Hospital transfers are known to be associated with the spread of pathogens like C. difficile and MRSA, but researchers said it is critical to better understand the role that hospital transfers play in the spread of hospital-acquired infections, or HAIs.

“The relationship between hospital transfers and higher levels of HAIs is unclear, as is the public health significance of this relationship,” Daniel K. Sewell, PhD, assistant professor of biostatistics in the University of Iowa College of Public Health, and colleagues wrote.

They conducted a retrospective observational study using data collected between 2005 and 2011 from the Healthcare Cost and Utilization Project California State Inpatient Database.

“We were able to discern transfers between hospitals by considering patients who had common discharge and admission dates involving two distinct hospitals,” Sewell and colleagues wrote. “We defined a patient transfer as a patient discharged from one hospital and then admitted to another hospital on the same day.”

According to the study, Sewell and colleagues identified 26,878,498 admissions and 532,925 patient transfers across 385 hospitals.
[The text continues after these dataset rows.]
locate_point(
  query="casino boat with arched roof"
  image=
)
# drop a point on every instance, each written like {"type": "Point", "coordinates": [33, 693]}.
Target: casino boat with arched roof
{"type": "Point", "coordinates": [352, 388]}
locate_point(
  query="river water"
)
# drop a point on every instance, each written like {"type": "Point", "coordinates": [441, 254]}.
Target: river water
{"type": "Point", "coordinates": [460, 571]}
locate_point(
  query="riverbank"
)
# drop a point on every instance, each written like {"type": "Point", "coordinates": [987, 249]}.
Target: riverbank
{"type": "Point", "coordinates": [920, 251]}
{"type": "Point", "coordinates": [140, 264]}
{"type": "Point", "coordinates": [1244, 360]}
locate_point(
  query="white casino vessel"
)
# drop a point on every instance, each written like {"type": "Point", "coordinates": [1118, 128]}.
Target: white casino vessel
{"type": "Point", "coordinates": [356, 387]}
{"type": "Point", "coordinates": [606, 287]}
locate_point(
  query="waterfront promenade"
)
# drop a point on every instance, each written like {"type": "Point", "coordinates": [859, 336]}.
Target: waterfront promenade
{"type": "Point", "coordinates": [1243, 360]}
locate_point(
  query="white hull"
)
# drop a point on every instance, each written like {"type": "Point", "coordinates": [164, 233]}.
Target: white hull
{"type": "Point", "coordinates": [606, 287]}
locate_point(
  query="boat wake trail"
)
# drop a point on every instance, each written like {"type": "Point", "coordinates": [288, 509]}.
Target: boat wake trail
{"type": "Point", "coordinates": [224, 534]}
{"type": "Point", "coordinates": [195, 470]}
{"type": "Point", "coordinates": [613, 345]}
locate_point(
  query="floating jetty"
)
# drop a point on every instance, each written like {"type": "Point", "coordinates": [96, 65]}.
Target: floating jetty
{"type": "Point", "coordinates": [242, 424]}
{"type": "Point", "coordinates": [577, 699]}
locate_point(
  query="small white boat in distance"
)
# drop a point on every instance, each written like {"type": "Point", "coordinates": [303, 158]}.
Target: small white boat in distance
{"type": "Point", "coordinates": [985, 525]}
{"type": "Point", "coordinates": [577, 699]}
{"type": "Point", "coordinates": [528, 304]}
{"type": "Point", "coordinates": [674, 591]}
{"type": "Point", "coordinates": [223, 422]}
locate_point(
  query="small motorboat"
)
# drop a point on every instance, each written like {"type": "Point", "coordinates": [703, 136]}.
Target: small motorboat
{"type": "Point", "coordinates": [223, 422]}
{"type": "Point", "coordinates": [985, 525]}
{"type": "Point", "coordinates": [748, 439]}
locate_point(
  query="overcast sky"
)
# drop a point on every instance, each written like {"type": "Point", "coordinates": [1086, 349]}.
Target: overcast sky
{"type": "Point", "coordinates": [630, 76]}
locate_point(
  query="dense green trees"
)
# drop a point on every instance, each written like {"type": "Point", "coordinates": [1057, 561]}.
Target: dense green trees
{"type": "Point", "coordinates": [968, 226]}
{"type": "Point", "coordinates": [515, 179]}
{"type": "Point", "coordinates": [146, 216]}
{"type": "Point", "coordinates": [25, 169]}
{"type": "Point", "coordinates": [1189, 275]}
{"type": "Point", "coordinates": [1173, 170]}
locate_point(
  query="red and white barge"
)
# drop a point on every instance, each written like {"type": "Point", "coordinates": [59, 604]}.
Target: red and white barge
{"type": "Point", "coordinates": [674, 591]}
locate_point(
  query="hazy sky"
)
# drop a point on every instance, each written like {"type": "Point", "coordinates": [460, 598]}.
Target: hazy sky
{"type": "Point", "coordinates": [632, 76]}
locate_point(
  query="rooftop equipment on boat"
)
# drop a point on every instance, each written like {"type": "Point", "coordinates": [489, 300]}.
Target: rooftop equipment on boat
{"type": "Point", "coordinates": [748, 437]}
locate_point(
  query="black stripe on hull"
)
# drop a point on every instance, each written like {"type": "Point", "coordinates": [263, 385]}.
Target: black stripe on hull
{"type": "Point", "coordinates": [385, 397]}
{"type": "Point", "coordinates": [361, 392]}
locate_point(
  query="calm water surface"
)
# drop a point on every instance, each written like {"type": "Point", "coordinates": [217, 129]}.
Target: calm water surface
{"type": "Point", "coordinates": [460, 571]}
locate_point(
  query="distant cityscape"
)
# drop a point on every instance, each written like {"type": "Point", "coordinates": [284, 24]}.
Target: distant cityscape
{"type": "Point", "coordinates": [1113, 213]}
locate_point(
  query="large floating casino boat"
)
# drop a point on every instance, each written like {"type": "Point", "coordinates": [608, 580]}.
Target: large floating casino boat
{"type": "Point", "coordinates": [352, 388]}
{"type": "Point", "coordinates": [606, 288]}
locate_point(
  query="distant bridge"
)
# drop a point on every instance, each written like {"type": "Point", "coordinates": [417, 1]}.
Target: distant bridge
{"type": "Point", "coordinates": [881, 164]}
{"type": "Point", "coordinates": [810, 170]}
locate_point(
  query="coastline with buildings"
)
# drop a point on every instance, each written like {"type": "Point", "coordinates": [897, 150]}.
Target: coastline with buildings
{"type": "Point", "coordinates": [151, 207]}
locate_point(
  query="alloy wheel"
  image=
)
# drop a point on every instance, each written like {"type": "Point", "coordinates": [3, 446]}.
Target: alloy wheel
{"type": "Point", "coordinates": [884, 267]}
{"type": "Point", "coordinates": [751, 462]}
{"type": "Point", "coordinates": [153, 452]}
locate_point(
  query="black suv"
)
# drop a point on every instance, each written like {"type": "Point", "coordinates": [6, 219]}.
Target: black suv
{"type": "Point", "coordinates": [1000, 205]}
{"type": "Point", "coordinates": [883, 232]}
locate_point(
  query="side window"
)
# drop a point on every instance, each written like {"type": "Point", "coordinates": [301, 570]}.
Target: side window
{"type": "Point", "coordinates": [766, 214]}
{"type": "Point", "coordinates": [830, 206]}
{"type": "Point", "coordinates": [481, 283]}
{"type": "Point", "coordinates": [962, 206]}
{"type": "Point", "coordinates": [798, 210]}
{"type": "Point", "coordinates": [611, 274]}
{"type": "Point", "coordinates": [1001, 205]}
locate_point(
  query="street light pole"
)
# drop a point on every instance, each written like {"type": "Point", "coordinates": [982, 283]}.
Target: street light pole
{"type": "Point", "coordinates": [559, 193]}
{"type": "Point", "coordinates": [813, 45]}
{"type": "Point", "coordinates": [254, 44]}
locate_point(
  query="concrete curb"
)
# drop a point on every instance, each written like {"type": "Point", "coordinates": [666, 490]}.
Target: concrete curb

They found that 13% of C. difficile infections (CDIs) were a result of patient transfers (95% CI, 7.6%-18%). Additionally, the researchers observed CDI cases increase at receiving hospitals when the number of transfer patients increased or when the CDI rate at the transferring hospital increased, or both.

The study findings reinforce that infection prevention and control strategies should be conducted at the regional level to better minimize the spread of HAIs, Sewell and colleagues said.
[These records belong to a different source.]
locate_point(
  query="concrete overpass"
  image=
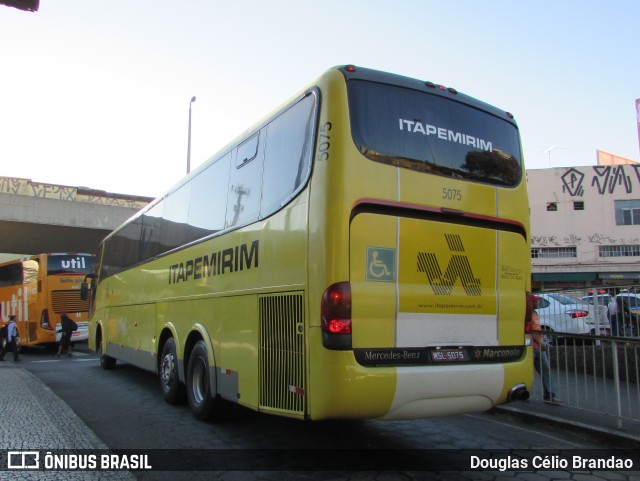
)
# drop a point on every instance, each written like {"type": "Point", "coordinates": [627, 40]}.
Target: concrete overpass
{"type": "Point", "coordinates": [37, 217]}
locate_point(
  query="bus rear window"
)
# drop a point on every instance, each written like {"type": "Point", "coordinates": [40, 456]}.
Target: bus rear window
{"type": "Point", "coordinates": [428, 133]}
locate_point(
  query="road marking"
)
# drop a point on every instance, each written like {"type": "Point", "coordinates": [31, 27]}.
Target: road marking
{"type": "Point", "coordinates": [527, 430]}
{"type": "Point", "coordinates": [65, 359]}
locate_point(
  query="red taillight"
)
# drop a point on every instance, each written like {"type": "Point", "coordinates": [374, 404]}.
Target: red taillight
{"type": "Point", "coordinates": [44, 320]}
{"type": "Point", "coordinates": [336, 316]}
{"type": "Point", "coordinates": [339, 326]}
{"type": "Point", "coordinates": [530, 301]}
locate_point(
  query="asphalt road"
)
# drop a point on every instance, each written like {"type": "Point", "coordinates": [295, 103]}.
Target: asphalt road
{"type": "Point", "coordinates": [125, 409]}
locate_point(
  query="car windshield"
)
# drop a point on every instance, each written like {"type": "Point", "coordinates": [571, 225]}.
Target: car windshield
{"type": "Point", "coordinates": [632, 301]}
{"type": "Point", "coordinates": [428, 133]}
{"type": "Point", "coordinates": [565, 300]}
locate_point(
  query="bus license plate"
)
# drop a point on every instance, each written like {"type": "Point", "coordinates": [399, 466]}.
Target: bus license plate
{"type": "Point", "coordinates": [449, 355]}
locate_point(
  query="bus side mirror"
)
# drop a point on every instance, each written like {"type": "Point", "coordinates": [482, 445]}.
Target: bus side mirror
{"type": "Point", "coordinates": [84, 290]}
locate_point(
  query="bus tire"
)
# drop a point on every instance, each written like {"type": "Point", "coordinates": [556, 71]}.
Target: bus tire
{"type": "Point", "coordinates": [172, 388]}
{"type": "Point", "coordinates": [106, 362]}
{"type": "Point", "coordinates": [201, 401]}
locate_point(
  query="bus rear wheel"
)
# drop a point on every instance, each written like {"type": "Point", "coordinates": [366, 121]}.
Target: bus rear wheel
{"type": "Point", "coordinates": [204, 404]}
{"type": "Point", "coordinates": [107, 362]}
{"type": "Point", "coordinates": [172, 389]}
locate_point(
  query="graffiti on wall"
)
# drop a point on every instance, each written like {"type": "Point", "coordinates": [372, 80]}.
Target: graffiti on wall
{"type": "Point", "coordinates": [17, 186]}
{"type": "Point", "coordinates": [576, 240]}
{"type": "Point", "coordinates": [606, 179]}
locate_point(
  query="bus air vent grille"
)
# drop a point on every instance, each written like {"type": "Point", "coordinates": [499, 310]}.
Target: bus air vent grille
{"type": "Point", "coordinates": [282, 379]}
{"type": "Point", "coordinates": [69, 300]}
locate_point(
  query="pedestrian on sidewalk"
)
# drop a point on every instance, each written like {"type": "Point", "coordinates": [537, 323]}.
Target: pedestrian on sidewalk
{"type": "Point", "coordinates": [68, 326]}
{"type": "Point", "coordinates": [12, 339]}
{"type": "Point", "coordinates": [541, 359]}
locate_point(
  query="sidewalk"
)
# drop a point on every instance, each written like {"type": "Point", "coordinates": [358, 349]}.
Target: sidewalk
{"type": "Point", "coordinates": [585, 408]}
{"type": "Point", "coordinates": [34, 418]}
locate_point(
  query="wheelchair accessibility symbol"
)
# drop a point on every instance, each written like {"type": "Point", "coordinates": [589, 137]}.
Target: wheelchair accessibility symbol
{"type": "Point", "coordinates": [380, 264]}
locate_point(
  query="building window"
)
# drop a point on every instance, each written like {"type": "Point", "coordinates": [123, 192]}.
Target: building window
{"type": "Point", "coordinates": [620, 251]}
{"type": "Point", "coordinates": [627, 212]}
{"type": "Point", "coordinates": [553, 252]}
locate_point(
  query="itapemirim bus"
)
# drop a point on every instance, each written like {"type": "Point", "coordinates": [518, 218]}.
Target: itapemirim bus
{"type": "Point", "coordinates": [36, 289]}
{"type": "Point", "coordinates": [361, 253]}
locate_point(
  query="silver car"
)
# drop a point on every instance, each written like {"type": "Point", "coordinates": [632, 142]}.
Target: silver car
{"type": "Point", "coordinates": [564, 314]}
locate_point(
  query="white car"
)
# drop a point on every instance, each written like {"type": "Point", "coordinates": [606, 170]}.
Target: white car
{"type": "Point", "coordinates": [560, 313]}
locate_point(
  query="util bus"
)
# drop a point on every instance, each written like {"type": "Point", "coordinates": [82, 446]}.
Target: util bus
{"type": "Point", "coordinates": [362, 252]}
{"type": "Point", "coordinates": [36, 289]}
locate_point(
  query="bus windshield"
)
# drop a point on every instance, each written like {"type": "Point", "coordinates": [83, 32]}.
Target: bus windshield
{"type": "Point", "coordinates": [69, 264]}
{"type": "Point", "coordinates": [429, 133]}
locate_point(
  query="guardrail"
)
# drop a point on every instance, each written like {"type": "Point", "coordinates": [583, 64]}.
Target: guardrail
{"type": "Point", "coordinates": [595, 373]}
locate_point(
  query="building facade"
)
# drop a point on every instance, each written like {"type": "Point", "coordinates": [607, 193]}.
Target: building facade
{"type": "Point", "coordinates": [585, 225]}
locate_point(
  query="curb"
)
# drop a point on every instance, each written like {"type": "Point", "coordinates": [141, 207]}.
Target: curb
{"type": "Point", "coordinates": [613, 437]}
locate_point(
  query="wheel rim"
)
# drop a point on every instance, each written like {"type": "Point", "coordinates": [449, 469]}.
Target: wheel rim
{"type": "Point", "coordinates": [199, 381]}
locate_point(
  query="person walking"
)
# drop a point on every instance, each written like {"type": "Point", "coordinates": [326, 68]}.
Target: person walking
{"type": "Point", "coordinates": [541, 360]}
{"type": "Point", "coordinates": [68, 326]}
{"type": "Point", "coordinates": [12, 339]}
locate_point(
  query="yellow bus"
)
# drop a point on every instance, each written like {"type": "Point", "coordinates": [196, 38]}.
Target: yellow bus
{"type": "Point", "coordinates": [363, 252]}
{"type": "Point", "coordinates": [36, 289]}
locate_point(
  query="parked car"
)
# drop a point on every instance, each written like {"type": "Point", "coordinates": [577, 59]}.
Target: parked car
{"type": "Point", "coordinates": [630, 300]}
{"type": "Point", "coordinates": [564, 314]}
{"type": "Point", "coordinates": [628, 306]}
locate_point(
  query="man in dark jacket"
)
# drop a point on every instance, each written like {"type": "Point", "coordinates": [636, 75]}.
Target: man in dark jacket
{"type": "Point", "coordinates": [12, 339]}
{"type": "Point", "coordinates": [68, 326]}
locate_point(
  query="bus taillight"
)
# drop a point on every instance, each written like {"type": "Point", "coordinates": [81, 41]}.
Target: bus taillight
{"type": "Point", "coordinates": [530, 301]}
{"type": "Point", "coordinates": [336, 316]}
{"type": "Point", "coordinates": [44, 320]}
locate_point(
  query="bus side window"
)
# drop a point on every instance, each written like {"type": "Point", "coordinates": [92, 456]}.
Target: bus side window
{"type": "Point", "coordinates": [287, 163]}
{"type": "Point", "coordinates": [245, 182]}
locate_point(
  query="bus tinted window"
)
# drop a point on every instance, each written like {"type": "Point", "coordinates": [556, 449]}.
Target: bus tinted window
{"type": "Point", "coordinates": [245, 183]}
{"type": "Point", "coordinates": [175, 210]}
{"type": "Point", "coordinates": [425, 132]}
{"type": "Point", "coordinates": [207, 209]}
{"type": "Point", "coordinates": [288, 155]}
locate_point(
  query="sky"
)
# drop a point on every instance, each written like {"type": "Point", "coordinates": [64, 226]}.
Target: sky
{"type": "Point", "coordinates": [97, 94]}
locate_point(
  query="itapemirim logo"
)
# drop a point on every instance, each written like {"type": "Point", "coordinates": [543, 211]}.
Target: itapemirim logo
{"type": "Point", "coordinates": [458, 267]}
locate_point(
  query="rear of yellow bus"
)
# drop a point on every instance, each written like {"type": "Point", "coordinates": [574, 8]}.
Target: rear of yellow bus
{"type": "Point", "coordinates": [61, 275]}
{"type": "Point", "coordinates": [419, 258]}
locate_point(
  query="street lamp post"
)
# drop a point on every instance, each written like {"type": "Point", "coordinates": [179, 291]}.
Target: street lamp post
{"type": "Point", "coordinates": [193, 99]}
“Transfers of patients demonstrate the interconnectedness of health care systems,” they wrote. “Accordingly, efforts to control the spread of infections at one facility may benefit others, and the less rigorous infection control efforts at some hospitals may impact the infection rates at other hospitals within a transfer network.” – by Marley Ghizzone

Disclosures: The authors report no relevant financial disclosures.